Wednesday 31 May 2017

Speaking from experience: a note on mysticism and religion

In a recent Twitter exchange I was asked to clarify a distinction that I suggested might exist between religious experience and mystical experience. The context was a tweet by the New York Times columnist Ross Douthat suggesting that personal experience was an underrated argument for the existence of God.

I’m not sure where I stand on the issue (that is, the persuasiveness of personal experiences as an argument for theism; I’m pretty confident about the existence of God). I’m keenly aware of the limitations of citing one's own subjective experience of a thing as a reason why someone else should accept the reality of that thing, and uneasy about putting too much store in such experiences.

I do, however, want to tentatively make the distinction mentioned above. When people think of religious experiences, they tend to think of an experience that is in some sense supernatural; a vision, perhaps, or a voice in one's head, some great flash of insight or knowledge that seems to have no earthly source. I am sure that such experiences do happen. Those who take seriously the metaphysical and historical claims of Christianity must in principle be open to the idea that God sometimes gives people a glimpse of a world or a reality outside this one, outside the normal world of thought and sensory experience.

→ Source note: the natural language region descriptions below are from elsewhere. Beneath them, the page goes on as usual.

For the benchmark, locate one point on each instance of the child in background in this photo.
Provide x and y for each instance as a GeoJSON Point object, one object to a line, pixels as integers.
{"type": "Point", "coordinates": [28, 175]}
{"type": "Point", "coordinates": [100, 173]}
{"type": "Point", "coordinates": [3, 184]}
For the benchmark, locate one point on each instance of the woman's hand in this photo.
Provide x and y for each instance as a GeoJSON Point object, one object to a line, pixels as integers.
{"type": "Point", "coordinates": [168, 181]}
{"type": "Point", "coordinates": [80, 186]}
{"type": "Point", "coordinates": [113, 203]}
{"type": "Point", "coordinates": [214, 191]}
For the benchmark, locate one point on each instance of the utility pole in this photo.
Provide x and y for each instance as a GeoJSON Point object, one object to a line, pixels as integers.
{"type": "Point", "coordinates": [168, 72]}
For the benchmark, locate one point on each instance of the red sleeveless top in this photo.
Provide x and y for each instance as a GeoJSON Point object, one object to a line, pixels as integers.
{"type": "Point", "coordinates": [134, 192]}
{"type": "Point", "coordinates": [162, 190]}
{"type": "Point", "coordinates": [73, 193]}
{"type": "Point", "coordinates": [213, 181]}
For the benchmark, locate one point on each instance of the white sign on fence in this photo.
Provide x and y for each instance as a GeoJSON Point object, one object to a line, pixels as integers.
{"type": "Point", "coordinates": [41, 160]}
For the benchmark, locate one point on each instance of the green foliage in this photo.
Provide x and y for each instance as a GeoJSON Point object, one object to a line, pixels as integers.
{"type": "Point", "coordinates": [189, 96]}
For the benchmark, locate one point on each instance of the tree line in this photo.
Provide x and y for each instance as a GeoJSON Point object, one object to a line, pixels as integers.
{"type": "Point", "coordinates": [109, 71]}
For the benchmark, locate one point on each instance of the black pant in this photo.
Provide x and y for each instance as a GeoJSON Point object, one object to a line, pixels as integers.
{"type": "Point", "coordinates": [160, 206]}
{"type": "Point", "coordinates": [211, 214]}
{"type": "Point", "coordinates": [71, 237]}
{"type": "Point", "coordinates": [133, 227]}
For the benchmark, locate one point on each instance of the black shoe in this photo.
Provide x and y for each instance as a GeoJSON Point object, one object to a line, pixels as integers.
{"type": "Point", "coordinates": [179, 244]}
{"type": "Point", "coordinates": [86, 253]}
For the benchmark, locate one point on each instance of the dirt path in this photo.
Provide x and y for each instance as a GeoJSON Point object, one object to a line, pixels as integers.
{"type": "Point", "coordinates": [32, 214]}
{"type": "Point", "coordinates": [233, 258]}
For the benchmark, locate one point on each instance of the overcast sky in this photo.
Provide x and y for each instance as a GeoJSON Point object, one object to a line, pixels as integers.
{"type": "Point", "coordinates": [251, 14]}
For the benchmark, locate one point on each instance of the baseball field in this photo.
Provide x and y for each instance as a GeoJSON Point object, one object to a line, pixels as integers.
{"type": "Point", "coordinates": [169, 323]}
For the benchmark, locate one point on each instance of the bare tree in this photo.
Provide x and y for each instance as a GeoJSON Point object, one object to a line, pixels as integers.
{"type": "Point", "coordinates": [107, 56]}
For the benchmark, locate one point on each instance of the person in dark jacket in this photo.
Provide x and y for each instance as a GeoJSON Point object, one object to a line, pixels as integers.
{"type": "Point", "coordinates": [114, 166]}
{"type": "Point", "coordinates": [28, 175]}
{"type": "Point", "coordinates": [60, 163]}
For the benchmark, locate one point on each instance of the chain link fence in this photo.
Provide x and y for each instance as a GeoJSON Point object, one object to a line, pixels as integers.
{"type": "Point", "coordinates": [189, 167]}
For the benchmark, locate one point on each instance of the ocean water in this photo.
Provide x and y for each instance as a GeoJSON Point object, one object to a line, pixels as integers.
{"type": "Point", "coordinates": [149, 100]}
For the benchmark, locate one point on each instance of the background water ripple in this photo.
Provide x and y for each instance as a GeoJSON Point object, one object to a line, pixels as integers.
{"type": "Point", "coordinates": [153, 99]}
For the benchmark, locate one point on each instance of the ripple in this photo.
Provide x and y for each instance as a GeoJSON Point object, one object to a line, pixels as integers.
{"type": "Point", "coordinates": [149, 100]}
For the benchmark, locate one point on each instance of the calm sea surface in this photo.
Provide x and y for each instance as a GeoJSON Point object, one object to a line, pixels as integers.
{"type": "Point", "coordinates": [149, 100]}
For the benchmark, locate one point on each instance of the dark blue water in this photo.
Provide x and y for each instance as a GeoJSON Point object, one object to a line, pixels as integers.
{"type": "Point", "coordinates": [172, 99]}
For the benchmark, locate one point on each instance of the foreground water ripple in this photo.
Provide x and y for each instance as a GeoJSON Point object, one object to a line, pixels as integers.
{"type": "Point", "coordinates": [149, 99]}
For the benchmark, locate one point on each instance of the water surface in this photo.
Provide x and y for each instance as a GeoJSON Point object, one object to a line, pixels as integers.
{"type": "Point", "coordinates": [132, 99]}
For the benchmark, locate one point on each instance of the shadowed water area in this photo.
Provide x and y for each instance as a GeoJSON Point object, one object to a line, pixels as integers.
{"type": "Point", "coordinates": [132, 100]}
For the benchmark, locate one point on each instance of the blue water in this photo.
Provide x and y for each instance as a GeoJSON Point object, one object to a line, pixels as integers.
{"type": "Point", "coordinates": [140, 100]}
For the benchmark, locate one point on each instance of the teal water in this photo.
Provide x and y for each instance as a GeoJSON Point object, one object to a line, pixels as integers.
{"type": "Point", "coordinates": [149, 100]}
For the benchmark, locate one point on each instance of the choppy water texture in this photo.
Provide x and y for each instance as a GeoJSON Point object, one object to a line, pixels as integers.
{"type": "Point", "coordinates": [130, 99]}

These are the type of experiences I would call "mystical". Into this category we might put the Transfiguration, the first recorded mystical experience in Christian tradition; Augustine's "tolle, lege" moment; Aquinas' ecstasy while saying Mass that seems to have led him to halt work on the Summa; and the visions of Julian of Norwich. There are countless other examples throughout Christian history - though we must be cautious in our assessment, given what we now know about disorders and diseases which can give rise to hallucinatory episodes that might once have been regarded as religious experiences (the same applies, mutatis mutandis, to claims of miraculous happenings. While miracles can and do occur, not every occurrence described or perceived as miraculous is actually supernatural.)

There are many people, including friends of mine, whose faith is deeply grounded in, or has been bolstered by, profound mystical experiences of the divine. But equally there is a different kind of religious experience, which I suspect is more common. It is hard to describe in a way that does not make it sound trivial or banal, but I will try.

It is a deep sense of "rightness" - by which I don't mean personal vindication, but rather a feeling of having oriented oneself towards the way things ought to be, of having been in touch, briefly, with some underlying order or structure or pattern (hence I have a lot of time for Taoism). I get this sometimes when reading poetry - it's why TS Eliot resonates with me so deeply - or at Mass, or when listening to liturgical music. Now the sceptic will have a dozen materialist explanations to explain this, or some entirely plausible theory that I am just an aesthete with a bad case of wishful thinking. All I can say is that I have considered most of these counter-explanations and found them incomplete. And in any case, I am not primarily offering up these religious experiences as proofs, but simply as a demonstration that when we talk about religious experience we are not just talking about mysticism.


2 comments:

  1. The best description I have read of mystical "experience," or absorption in the divine, was in "An Idealist View of Life," by Sarvepalli Radhakrishnan:

    "“It is a condition of consciousness in which feelings are fused, ideas melt into one another, boundaries are broken, and ordinary distinctions transcended. Past and present fade away into a sense of timeless being. Consciousness and being are not different from each other. In this fullness of felt life and freedom, the distinction of the knower and known disappears. The privacy of the individual self is broken into and invaded by a universal self which the individual feels as his own. The experience itself is felt to be sufficient and complete. It does not come in fragmentary or truncated form demanding completion by something else. It does not look beyond itself for meaning or validity.”